We love the work of Canadian-born, New York raised illustrator, Benjamin Marra. We asked him about it recently. There’s a dark thread to your work. There appears to be layers of storylines beneath the surface — and not all of them pleasant. Fair call? ‘Definitely a fair call, though the darkness isn’t something that I’m aware of when I’m making a drawing. There’s a lot of violence for sure — explosions, battle-axes, guns, babes, broads, dames, cars, demons, and blades. I’m indulging my adolescent self in drawing that stuff. While it’s all external subject matter, I’m sure whatever cynical feelings I have about the world creep in without me knowing. You know, like, when you walk in darkness, you don’t see the shadows. Word. That sounds like a Danzig lyric, doesn’t it? My buddies and I caught his show last Saturday. Amazing. Amazing. That guy is 52! He busted up his shoulder in Baltimore falling off the stage and had his arm in a sling the entire show. But I’ve seen him three times and he sounded the best this time around’.

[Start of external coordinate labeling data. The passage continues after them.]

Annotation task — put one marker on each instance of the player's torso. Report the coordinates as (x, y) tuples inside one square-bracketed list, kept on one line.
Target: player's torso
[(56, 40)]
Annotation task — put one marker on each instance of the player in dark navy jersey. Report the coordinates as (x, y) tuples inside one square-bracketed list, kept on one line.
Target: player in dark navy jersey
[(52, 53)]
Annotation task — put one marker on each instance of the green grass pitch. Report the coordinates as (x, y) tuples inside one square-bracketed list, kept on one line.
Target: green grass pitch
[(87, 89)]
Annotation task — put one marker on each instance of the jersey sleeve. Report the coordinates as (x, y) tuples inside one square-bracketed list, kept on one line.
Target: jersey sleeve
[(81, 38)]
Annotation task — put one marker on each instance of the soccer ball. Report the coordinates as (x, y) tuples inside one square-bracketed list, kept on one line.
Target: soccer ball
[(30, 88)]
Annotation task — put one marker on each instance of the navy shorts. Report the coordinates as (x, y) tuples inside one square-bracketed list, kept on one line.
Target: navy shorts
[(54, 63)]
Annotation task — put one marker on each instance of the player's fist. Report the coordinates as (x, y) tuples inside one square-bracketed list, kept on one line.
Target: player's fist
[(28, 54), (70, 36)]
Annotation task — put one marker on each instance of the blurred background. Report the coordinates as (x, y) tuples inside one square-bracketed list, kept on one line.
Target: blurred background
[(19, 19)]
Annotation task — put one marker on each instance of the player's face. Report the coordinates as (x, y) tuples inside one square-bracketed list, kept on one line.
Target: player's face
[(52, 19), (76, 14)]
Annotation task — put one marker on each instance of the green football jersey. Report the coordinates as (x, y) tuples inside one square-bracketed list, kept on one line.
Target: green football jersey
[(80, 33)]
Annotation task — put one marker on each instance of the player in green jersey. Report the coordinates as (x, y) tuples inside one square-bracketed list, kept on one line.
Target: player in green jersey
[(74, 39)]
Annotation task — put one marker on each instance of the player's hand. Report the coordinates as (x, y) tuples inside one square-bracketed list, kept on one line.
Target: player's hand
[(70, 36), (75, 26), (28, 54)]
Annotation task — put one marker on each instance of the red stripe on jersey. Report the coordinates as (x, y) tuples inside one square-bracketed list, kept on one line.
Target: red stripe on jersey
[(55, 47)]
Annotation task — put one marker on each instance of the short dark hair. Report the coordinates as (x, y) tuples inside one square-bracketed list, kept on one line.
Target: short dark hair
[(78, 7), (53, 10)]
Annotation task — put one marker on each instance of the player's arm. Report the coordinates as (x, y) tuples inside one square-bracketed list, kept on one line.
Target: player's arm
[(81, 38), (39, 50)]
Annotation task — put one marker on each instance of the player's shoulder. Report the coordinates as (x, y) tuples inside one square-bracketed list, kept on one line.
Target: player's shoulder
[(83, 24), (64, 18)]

Your illustrations are mind-blowing. How do you know when one is finished? What’s the trigger to let it go? ‘Thanks, man. An illustration is pretty much finished when the deadline hits, the art director pries it out of your hands and publishes it. I don’t usually know when an illustration is finished. When I’m working on stuff for myself, I’ll go back to things weeks or months later and add stuff. There are times when I’m working on something and I don’t know how next to proceed. That’s the trigger. I almost always know what I’m going to do next in a drawing because I get inspired by what I’m working on while I’m drawing. So when I don’t know what to do next, I’ll stop. But then again, sometimes that’ll be how the drawing ends and sometimes I’ll go back later. Sometimes other people tell me a drawing is done’.